The California Attorney General’s Office has been awarded nearly $750,000 in federal grant funds for Back on Track LA, a recidivism reducation pilot program. The program is one of only four in the nation to receive the funding, granted through the U.S. Department of Justice’s Second Chance Act.
Back on Track LA, being developed by the California Department of Justice, has been designed to deliver critical educational and comprehensive re-entry services pre- and post-release.
It will build on the L.A. Sheriff Department’s Education Based Incarceration Program by working in partnership with several educational institutions. One of these, the Five Keys Charter School – established in 2003 in San Francisco as the nation’s first charter school to operate within a county jail and now with a site in the Los Angeles Sheriff’s Department – will be geared towards those without a high-school diploma or GED.

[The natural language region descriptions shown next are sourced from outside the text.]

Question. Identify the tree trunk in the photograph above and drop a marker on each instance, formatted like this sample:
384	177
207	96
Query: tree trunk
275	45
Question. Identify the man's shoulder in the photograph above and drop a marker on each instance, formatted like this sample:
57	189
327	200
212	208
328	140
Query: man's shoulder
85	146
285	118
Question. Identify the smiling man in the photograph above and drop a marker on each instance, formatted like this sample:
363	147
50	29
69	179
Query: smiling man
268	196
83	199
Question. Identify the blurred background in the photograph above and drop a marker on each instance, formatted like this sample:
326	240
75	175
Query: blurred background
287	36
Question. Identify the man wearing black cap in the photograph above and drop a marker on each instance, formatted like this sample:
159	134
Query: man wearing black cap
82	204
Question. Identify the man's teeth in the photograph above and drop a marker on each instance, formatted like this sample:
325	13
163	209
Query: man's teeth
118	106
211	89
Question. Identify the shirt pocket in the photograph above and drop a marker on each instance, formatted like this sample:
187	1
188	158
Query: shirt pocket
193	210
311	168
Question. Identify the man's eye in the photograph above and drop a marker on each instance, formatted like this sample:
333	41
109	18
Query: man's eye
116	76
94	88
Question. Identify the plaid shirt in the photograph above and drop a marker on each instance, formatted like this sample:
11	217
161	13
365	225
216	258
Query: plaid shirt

Others, Los Angeles Mission College and Los Angeles Trade-Technical College in the Los Angeles Community College District and College of the Canyons in the Santa Anita Community College District, will provide higher education opportunities that include prerequisites for community college degrees, credentials and certificates.
Among other partners are the Ford Foundation, Rosenberg Foundation, California Community Foundation, California Wellness Foundation and the California Endowment.

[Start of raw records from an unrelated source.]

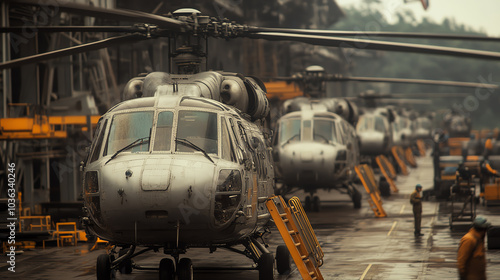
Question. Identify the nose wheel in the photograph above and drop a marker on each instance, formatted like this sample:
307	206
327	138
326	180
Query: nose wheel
103	267
167	269
184	269
312	203
355	196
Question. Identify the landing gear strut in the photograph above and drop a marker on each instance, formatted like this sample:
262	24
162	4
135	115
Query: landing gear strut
355	195
312	204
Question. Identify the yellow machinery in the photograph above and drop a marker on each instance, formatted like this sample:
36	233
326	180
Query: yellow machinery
398	154
410	159
388	171
298	236
282	90
367	177
42	126
421	147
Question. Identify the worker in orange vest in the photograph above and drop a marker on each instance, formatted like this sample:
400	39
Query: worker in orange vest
416	201
471	258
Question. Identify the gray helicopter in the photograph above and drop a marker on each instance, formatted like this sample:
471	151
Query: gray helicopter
186	163
315	148
179	161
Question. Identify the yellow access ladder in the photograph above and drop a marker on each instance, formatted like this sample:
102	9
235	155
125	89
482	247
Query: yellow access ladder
367	177
398	154
388	171
298	236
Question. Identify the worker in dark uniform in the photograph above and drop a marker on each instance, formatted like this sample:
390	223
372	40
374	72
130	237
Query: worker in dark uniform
416	201
471	258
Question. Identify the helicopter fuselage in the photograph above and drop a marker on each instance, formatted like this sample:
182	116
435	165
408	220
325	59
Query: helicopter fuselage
199	177
315	150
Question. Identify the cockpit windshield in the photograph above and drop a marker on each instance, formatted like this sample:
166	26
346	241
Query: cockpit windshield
199	128
363	123
424	123
196	132
127	128
379	124
324	131
317	130
289	131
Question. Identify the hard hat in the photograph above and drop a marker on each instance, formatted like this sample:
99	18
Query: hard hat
481	223
488	144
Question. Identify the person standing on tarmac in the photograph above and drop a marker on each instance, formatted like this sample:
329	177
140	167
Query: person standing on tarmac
471	258
416	201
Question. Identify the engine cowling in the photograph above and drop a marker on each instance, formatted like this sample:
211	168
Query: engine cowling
244	93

Program participants – non-serious, non-violent and non-sexual crime offenders between 18 and 30 years old who are incarcerated in the LASD jail system – will be enrolled in the Back on Track LA pilot program for 24 to 30 months. Twelve to18 of these months will be while they are in custody and 12 months while out of custody.
“As the largest Probation Department in the nation, we are pleased to partner in the Back on Track LA program which will allow us to have further impact on the transition of inmates back in to the community by offering case management services directly inside the custody setting such as cognitive behavioral therapy and other mental health services,” said L.A.’s Chief Probation Officer Jerry Powers when the announcement was made late last month. “Upon release, the probation team will also be able to assist in linking inmates to additional services in the community.”

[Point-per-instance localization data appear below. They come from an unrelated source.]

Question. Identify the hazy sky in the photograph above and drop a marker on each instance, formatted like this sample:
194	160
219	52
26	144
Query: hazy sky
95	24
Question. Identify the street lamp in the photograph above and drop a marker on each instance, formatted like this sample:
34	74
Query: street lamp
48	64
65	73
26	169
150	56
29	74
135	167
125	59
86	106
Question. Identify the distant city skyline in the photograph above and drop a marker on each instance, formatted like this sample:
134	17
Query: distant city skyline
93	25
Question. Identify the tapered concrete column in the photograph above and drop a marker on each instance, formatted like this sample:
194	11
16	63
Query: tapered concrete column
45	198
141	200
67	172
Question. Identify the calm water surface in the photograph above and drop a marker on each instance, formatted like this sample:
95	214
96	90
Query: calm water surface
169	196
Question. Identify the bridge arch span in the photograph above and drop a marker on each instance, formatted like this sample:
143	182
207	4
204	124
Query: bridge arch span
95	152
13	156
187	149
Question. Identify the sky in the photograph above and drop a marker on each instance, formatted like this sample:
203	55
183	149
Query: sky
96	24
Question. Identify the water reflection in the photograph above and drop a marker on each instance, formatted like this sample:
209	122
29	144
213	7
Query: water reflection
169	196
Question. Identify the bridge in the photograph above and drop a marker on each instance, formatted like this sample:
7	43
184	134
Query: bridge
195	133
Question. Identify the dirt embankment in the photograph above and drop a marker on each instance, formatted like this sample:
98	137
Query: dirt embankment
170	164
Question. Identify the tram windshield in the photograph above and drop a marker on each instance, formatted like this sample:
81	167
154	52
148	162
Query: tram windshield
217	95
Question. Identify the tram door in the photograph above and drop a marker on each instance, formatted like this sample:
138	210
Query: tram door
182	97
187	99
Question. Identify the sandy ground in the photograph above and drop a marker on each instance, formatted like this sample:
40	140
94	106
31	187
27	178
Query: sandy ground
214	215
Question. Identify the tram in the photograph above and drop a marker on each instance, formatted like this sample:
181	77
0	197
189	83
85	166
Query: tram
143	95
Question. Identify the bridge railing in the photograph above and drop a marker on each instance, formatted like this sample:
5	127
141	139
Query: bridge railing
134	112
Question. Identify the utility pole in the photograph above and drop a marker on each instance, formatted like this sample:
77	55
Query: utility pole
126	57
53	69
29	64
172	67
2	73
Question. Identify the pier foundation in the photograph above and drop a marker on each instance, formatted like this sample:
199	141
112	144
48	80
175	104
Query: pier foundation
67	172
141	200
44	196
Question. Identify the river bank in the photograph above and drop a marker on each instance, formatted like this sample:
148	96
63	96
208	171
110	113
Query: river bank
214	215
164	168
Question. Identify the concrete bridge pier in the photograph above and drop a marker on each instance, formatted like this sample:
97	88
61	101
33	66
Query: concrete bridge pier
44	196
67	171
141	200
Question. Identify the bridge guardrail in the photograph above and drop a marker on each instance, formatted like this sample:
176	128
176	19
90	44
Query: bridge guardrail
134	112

The Second Chance Act, signed into law in 2008, provides funds to improve outcomes for those previously incarcerated as they reintegrate into their communities. Through a competitive grant process, this legislation authorizes federal grants to government and nonprofit agencies working to reduce recidivism by those returning to local communities from prison, jails and juvenile facilities.
Back on Track LA follows in the footsteps of a San Francisco program with the same name created in 2005 by former San Francisco District Attorney and current California Attorney General Kamala Harris. Developed for certain low-level, non-violent drug offenders, it reduced recidivism among its graduates to less than 10 percent over a two-year period.
In November 2013, Attorney General Harris also established the California Division of Recidivism Reducation and Re-Entry, an office designed to curb recidivism in the state by partnering with counties and district attorneys on best practices and policy initiatives.
The new division is tasked with the development of a statewide definition of recidivism, identifying grants to fund the creation and expansion of innovative anti-recidivism programs and using technology to facilitate more effective data analysis and recidivism metrics.